L’ORO DALLA GRECIA A ROMA
Se per molti la maschera di Tutankamen è il simbolo per eccellenza dell’arte orafa egiziana, ma anche della magia che l’oro può esercitare sull’essere umano, non meno famosa è quella erroneamente ritenuta di Agamennone, scoperta nella seconda metà del 19esimo secolo dall’archeologo Heinrich Schliemann, a sua volta alla ricerca della mitica città di Troia (anche se poi molte fonti ne attestano la storicità effettiva).
E come spesso accade in queste situazioni, mentre si è alla ricerca di una testimonianza, ci si imbatte in un tesoro non cercato ma altrettanto prezioso: suppellettili varie oltre a vasi, anelli, bracciali e varie maschere funebri tra cui quella che lo stesso Schliemann, convinto di aver scoperto la tomba di Agamennone, attribuì alla figura narrata da Omero. E anche se l’oro poteva aver accecato la capacità di giudizio degli studiosi, successivamente si capì che il tesoro era in realtà una testimonianza bene anteriore rispetto a quanto sperato dallo studioso.
Non solo, ma una quantità così grande di oro non si poteva spiegare in nessun modo dal momento che in Grecia non esistono miniere di questo prezioso metallo. Da qui la teoria che vedeva un fortissimo commercio di oro nella zona del Medio Oriente e dell’Asia in generale. E questa opinione rafforzerebbe in contemporanea anche l’altra che vedrebbe gli Egizi intessere rapporti commerciali con popolazioni del Mar Rosso per lo scambio di oro. Un elemento che per gli abitanti del Nilo non aveva valore economico bensì semplicemente religioso. Anche in Italia non si trovano grandi giacimenti d’oro e questo problema era piuttosto rilevante per un popolo, come quello romano, particolarmente edito alla valorizzazione economica di ogni risorsa.

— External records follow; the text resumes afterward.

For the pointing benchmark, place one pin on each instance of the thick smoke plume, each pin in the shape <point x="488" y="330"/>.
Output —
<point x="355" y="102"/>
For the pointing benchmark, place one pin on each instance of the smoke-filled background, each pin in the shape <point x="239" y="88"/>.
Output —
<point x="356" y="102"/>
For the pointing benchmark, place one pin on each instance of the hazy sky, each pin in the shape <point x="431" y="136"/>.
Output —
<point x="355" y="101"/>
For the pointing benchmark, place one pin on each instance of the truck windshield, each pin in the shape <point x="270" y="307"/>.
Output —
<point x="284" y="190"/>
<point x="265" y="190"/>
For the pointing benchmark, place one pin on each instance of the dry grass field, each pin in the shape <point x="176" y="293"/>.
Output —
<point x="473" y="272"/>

A differenza dei greci, però i Romani poterono contare sul loro impero. Non solo, ma potevano anche risparmiare e molto, sulla manodopera dal momento che nelle miniere erano utilizzati schiavi e condannati ai lavori forzati. Tutto ciò, però, non riuscì a salvarli da una crisi economica che tagliò l’Impero verso l’ultimo periodo della sua esistenza e che solo in parte fu sanato dall’editto dei prezzi di Diocleziano, anche se poi la stabilità monetaria venne raggiunta con le politiche create da Costantino.